Monday, August 27, 2007

Miscellaneous Musings: A Matter of Convenience

A quick scan of the local theater showtimes reveals a startling reality. Of the twenty or thirty movies currently showing in Taiwan, only a handful of them are in languages other than English, the majority of them being from the United States. The average theatrical run of those films not from the United States tends to be about one or two weeks. Furthermore, the top five movies in Taiwan are almost always American films. It is clear then that Taiwanese audiences prefer films from North America. This has had a disastrous effect on Taiwan’s film industry, as audiences continue to ignore many films made locally. This appears to happen for three reasons.

Films from North America appear to give people in Taiwan what they most want: a temporary escape from reality. A popular Taiwanese expression is “Bu yao xiang tai duo” or, in English, “Don’t think about it too much.” American films allow someone to adhere to this way of thinking. Moviegoers can escape the trials and tribulations of their daily lives by focusing on the adventures of superheroes, the worlds of talking animals and cars, and the exploits of brave, hard-working patriots such as Tom Cruise in Mission Impossible III. In these films, they see that life always has a positive ending, that people consistently find a way to live “happily ever after”. Even serious movies such as Brokeback Mountain, which proved to be extremely popular in Taiwan, offered moviegoers the opportunity to take a break from the pressures of reality. After all, it was a look at homosexuality in North America, not Asia.

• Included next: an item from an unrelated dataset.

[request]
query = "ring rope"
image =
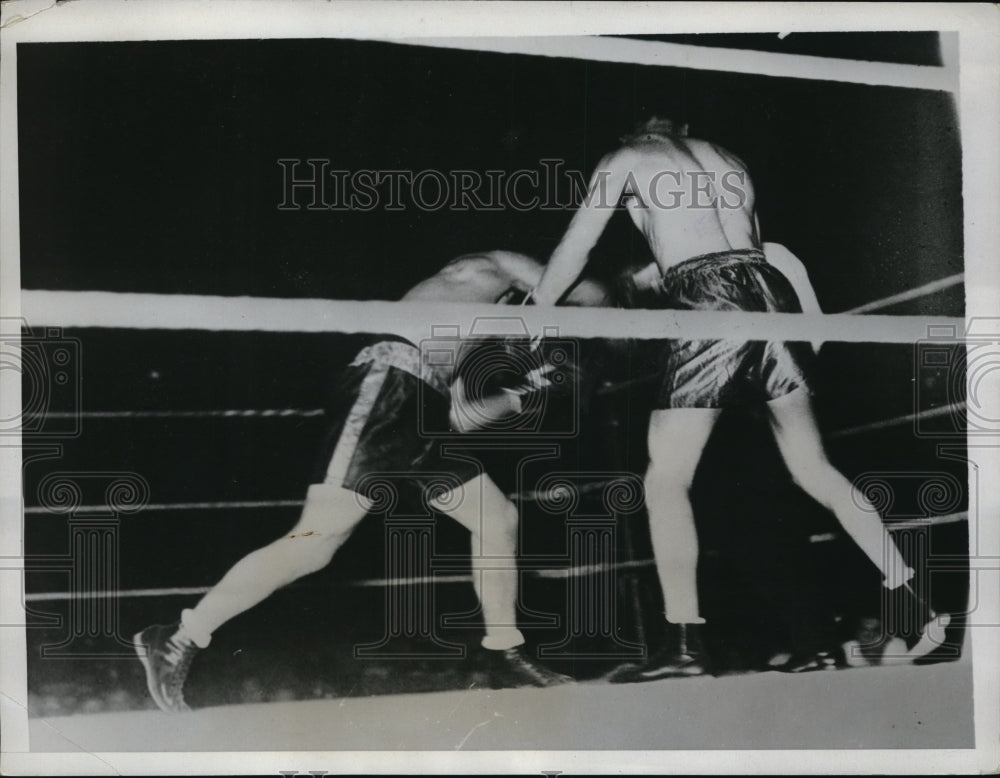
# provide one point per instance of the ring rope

Films from Taiwan do not offer the same level of escapism. Because Taiwanese films have lower budgets than their American counterparts, they are not able to contain the special effects found in typical Hollywood summer blockbusters. Movies from Taiwan are, therefore, about people in more everyday situations such as a woman trying to fill a vacant apartment or a young watch seller so lonely that he changes all of the clocks he can find to make him feel like he is in France. Taiwanese audiences appear to shun these movies because they are like mirrors reflecting the lives of their customers. Even critically acclaimed Taiwanese movies such as Yi Yi, which was awarded Best Picture of the Year by the National Society of Film Critics, and Goodbye Dragon Inn, which received tremendous word-of-mouth in the United States as well as Europe, could not find an audience in their home country.

For many, going to the movies is a way of forgetting, a way of putting the troubles of the day aside. As they sit in front of the big screen, their minds drift from their problems to the magical world in front of them. They laugh; they scream; they cry. After the credits roll, they return to the real world, to its problems and complexities. For two hours, their stress had been lifted. For two hours, their minds had been trouble-free. It’s just too bad that that relief comes at the expense of some truly exceptional Taiwanese films.